One moment this week really made me slow down and appreciate all I have, and realize how fragile and fleeting it all is. I had to attend a work holiday party, and so I came home just after 9pm.
“He’d like to say goodnight, if you can pop upstairs,” my wife greeted me. I tiptoed up, and found my son awake, but on the verge of drifting off.
“Hi Daddy,” he said in an etherial voice, remaining snuggly bundled in his comforter. I sat on the edge of his bed and cupped his adorable face in my hands. We simply gazed into each other’s eyes. He had that look that I see so rarely in my 6-year-old. Most parents probably know it. It’s that drunken love face. When he was younger, especially when he was an infant, he used to do it all the time. It’s that stare they give you when they’re about to drift off, in which they just can’t look away from you eyes. In most cases, they stare in the same way a drunk friend might look at you as his or her inhibitions completely break down. Sort of an, “I love you man!” kind of a look.

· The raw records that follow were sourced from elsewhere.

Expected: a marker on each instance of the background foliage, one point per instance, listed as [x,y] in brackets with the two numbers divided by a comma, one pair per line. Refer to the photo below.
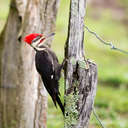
[110,20]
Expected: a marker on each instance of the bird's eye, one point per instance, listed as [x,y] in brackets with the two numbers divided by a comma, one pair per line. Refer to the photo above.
[37,38]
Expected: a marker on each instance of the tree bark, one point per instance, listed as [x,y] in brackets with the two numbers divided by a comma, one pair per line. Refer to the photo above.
[80,75]
[23,101]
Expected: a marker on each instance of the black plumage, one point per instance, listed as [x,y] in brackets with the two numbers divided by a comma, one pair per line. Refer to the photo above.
[50,70]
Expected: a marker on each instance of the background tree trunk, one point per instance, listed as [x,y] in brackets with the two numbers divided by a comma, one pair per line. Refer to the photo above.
[23,103]
[80,75]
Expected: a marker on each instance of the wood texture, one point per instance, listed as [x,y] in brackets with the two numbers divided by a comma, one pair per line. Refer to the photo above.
[80,75]
[23,101]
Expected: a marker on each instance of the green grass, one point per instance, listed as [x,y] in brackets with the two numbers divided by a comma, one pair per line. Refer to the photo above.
[111,101]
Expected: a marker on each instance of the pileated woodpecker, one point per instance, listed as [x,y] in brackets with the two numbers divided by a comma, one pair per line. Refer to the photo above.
[47,65]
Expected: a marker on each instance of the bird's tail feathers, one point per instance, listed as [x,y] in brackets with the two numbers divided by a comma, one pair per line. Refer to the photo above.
[60,104]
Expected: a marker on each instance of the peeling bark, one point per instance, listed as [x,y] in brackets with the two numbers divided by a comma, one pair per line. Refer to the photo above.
[80,75]
[23,101]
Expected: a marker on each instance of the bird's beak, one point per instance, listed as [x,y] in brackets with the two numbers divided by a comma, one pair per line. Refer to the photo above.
[50,35]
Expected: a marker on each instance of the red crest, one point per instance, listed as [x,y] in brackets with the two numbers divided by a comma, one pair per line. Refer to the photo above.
[32,36]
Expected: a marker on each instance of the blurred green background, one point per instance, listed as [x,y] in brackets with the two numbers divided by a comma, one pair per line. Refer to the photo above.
[108,19]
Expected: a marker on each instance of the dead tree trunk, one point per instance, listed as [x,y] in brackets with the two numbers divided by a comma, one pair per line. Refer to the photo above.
[80,75]
[22,102]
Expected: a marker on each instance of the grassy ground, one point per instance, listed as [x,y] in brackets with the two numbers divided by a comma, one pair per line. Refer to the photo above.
[111,101]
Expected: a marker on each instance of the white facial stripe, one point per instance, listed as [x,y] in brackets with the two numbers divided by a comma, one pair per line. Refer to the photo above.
[36,44]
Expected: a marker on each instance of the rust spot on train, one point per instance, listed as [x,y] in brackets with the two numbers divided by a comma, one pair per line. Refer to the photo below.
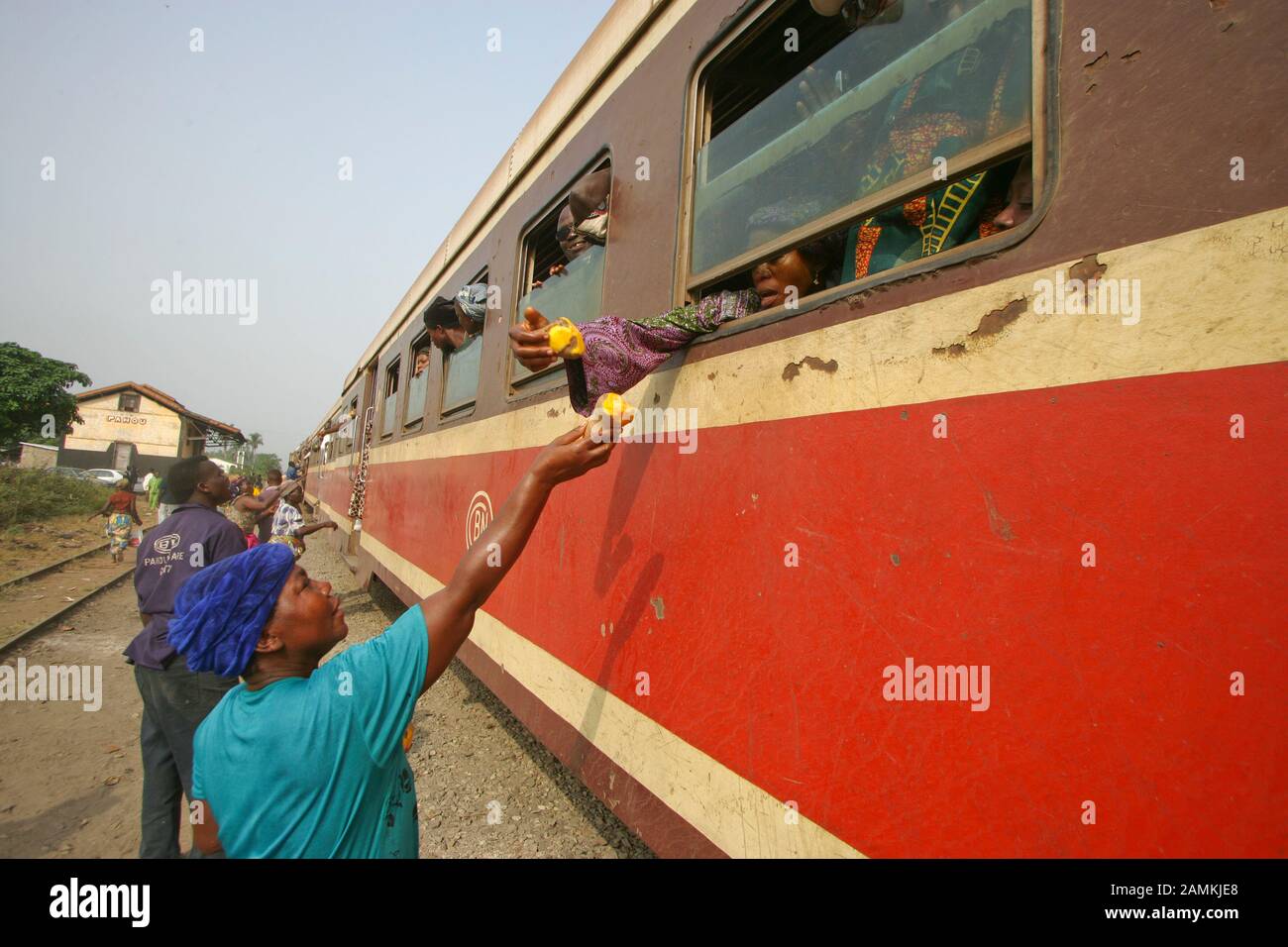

My son stared at me with those drunken, infatuated eyes, and I did the same. We joked back and forth about who knows what, and he laughed an inebriated chortle. We stayed like that for a good 10 minutes, staring at each other and cracking lame puns until I kissed his forehead and said goodnight. Walking downstairs I realized that I don’t see that stare much anymore. As a first grader, he’s so alert and vibrant, even when we’re saying goodnight, that his frenetic energy can sometimes get in the way of a serene end of the day. He’s becoming such a big boy that I don’t see that etherial stare or hear that quiet laughter as much as I used to. And I know there will come a day when he won’t want me cupping his cheeks or kissing his forehead.
That’s why I’m thankful today’s apocalypse. It causes me to think of worst-case-scenarios. What if disaster strikes? What if I don’t have much more time on this earth? What do I need to do to protect my family, to keep them safe? These are good questions. They help me become more mindful. They help me see what’s right in front of me and what I should cherish every day, not just on days of impending doom.
Thank you Mayans. Perhaps this is the dawn of a new age.